Opioid mechanisms are involved in the control of water and NaCl intake and opioid receptors (ORs) are present in the central nucleus of the amygdala (CeA), a site of important facilitatory mechanisms related to the control of sodium appetite. Therefore, in the present study we investigated the effects of the activation of μ-ORs in the CeA on 0.3 M NaCl and water intake in rats. Male Sprague-Dawley rats with stainless steel cannulas implanted bilaterally in the CeA were used.

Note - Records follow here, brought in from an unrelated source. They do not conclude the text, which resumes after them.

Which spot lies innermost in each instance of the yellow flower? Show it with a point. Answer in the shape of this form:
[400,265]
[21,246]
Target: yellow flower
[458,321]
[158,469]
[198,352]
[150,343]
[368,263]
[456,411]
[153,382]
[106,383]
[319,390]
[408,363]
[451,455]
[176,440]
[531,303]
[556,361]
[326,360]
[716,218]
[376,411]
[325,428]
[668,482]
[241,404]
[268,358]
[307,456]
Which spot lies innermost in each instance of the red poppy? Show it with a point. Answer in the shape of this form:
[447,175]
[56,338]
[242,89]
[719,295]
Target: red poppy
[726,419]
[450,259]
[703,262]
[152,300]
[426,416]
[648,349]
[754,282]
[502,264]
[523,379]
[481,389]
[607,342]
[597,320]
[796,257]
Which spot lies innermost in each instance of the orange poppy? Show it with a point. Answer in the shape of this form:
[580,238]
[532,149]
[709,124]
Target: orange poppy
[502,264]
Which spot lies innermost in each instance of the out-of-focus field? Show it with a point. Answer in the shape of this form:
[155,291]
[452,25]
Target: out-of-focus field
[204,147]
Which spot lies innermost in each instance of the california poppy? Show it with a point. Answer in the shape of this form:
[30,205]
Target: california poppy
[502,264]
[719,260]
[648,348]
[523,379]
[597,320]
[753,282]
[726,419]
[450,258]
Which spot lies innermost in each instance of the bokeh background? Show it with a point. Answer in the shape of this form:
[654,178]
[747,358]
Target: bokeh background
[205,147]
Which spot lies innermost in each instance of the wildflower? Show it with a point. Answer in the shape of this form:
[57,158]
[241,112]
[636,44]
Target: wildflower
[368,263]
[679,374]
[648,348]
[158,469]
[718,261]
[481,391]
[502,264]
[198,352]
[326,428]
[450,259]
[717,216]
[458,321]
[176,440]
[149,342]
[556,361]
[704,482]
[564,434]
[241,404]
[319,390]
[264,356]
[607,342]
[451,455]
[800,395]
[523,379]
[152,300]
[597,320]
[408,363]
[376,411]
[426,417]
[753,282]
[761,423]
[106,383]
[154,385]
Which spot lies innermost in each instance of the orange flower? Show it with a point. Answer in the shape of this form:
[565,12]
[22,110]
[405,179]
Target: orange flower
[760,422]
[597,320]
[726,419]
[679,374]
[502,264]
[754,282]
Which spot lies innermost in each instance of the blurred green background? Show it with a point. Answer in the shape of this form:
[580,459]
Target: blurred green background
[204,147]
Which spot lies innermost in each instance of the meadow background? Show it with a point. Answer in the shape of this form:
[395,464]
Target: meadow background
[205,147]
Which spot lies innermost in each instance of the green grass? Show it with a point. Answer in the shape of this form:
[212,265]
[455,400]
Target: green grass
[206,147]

In rats submitted to water deprivation-partial rehydration, bilateral injections of the selective μ-OR agonist [D-Ala², N-Me-Phe⁴, Gly⁵-ol]-enkephalin (DAMGO) in the doses of 1, 2, and 4 nmol into the CeA induced a dose-related increase of 0.3M NaCl intake and water intake, and bilateral injections of the selective μ-OR antagonist D-Phe-Cys-Trp-Arg-Thr-Pen-Thr-NH₂ (CTAP) in the doses of 0.5, 1, and 2 nmol into the CeA produced a dose-related decrease of 0.3 M NaCl and water intake induced by DAMGO 2 nmol into the same site. In rats treated with the diuretic furosemide (10 mg/kg b.w.) combined with the angiotensin-converting enzyme inhibitor captopril (5 mg/kg b.w.) injected subcutaneously, bilateral injections of DAMGO 2 nmol into the CeA increased 0.3 M NaCl intake and water intake and the blockade of μ-ORs with CTAP 1 nmol injected into the CeA reduced the increase in 0.3 M NaCl intake and water intake induced by DAMGO 2 nmol into the same site. Bilateral injections of DAMGO into the CeA did not change urinary volume, sodium urinary excretion and mean arterial pressure, but increased activity. Thus stimulating μ-ORs in the CeA increases hypertonic sodium intake, whereas antagonizing these sites inhibits hypertonic sodium intake. Together, our results implicate μ-ORs in the CeA in a positive regulation of sodium intake.